Attorney John Walsh, who often represents the plaintiff’s side in First Amendment cases, said First Amendment cases are searches for limits, the government’s right to limit expression, as with libel law and privacy law. “The Hit Man case is a search for limits in an extreme situation,” he said.

Walsh and Baron agreed that it would be difficult to prove intent to incite violence in the “Natural Born Killers” case.

Adam Liptak, senior counsel at The New York Times, said he hoped the Hit Man case was unique. “I am disturbed that the principles (established in the Hit Man case) might come back to bite us,” he said. “The only limiting thing left is intent.”

Liptak said that courts hostile to the press will punish the press by characterizing speech as conduct, such as characterizing the dissemination of information as conduct rather than speech. “The principles established (in Hit Man) will do more harm than good,” Liptak said.

Liptak said there was a “lawyerly literal-mindedness” in the Hit Man case in determining, as Smolla and the judge did, that the words of the how-to manual could be interpreted only in a certain way and that evidence of the intent could be divined from the face of the text.

But Smolla disagreed, saying that indeterminacy of meaning is a constant free-speech issue, that texts strike people differently, and that the “shading” of a text would make a difference in individual cases.
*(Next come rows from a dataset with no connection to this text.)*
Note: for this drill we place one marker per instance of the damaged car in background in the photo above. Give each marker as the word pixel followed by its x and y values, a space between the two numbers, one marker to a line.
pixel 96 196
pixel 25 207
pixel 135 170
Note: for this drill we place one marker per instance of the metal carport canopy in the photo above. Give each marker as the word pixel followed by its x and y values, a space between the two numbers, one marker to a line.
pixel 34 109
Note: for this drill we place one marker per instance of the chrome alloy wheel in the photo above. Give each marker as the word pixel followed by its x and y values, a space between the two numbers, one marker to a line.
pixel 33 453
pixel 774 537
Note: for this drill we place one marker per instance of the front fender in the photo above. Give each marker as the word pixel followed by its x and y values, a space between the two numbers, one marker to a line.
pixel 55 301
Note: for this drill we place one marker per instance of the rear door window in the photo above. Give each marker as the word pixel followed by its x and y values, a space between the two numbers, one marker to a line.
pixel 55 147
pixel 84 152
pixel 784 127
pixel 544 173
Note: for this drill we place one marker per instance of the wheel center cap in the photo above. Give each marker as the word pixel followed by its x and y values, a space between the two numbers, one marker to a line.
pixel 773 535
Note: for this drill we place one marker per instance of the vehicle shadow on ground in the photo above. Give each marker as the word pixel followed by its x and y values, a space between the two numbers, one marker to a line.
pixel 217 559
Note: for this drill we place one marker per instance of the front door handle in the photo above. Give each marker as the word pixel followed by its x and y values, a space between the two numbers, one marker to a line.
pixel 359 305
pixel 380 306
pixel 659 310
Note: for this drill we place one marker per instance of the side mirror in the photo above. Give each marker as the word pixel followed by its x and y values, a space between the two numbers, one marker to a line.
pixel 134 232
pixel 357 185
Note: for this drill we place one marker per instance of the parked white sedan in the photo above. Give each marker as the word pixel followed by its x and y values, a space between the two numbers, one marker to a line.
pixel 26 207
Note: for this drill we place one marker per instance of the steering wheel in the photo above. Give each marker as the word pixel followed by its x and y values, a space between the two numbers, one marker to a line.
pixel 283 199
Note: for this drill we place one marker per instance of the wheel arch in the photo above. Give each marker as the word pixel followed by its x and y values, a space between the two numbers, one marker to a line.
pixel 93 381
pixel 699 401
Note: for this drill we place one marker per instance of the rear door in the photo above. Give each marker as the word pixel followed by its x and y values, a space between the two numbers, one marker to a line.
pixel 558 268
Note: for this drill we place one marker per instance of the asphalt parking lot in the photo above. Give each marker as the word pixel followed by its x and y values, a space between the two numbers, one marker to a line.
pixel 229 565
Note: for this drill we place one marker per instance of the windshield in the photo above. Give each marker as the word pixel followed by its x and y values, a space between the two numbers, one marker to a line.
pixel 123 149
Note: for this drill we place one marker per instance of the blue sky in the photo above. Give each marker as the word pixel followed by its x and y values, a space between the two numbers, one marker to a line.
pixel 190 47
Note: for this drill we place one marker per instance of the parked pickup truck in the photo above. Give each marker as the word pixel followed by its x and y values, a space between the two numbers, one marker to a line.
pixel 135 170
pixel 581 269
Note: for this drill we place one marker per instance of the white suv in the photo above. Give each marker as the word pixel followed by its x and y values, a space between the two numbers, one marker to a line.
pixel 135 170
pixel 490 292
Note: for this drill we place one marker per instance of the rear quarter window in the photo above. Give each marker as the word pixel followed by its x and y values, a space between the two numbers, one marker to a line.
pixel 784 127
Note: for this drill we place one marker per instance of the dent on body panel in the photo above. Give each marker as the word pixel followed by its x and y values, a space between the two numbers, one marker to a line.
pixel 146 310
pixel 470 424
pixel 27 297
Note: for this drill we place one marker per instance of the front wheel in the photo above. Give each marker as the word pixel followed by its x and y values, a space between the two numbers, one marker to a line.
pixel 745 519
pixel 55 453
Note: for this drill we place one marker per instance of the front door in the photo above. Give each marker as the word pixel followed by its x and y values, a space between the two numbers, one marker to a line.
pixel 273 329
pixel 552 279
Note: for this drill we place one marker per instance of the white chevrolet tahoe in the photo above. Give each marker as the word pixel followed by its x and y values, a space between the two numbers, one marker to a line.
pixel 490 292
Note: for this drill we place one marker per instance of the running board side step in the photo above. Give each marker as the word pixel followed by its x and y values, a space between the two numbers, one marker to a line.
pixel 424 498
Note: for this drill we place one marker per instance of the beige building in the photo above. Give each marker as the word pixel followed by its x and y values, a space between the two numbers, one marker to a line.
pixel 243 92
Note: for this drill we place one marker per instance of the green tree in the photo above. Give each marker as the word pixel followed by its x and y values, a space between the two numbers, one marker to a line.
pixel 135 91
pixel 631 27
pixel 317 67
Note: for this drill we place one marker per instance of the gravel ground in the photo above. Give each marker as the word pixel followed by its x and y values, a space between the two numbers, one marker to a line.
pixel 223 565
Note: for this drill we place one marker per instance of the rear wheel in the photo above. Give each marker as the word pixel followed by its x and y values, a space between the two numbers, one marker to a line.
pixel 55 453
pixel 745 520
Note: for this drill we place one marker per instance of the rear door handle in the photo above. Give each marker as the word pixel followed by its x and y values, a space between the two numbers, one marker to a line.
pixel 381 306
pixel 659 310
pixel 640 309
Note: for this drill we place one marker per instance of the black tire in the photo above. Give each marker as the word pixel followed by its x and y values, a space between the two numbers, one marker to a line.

Which led to a question from the audience: Will all information in the future have to have disclaimers? Abrams said using disclaimers is a catch-22 situation in which you may be damned if you don’t have one, but if you do, it’s considered titillating.

Baron ended the discussion by noting that it was becoming more widely accepted that “bad TV causes bad acts,” and that the “scariest part is going to be, ‘What is the intent that has to be proven and how will it be proven?’ ” If simple “reckless disregard” becomes the normal burden of proof, she said, “we will find enormous censorship in broadcast TV and entertainment.”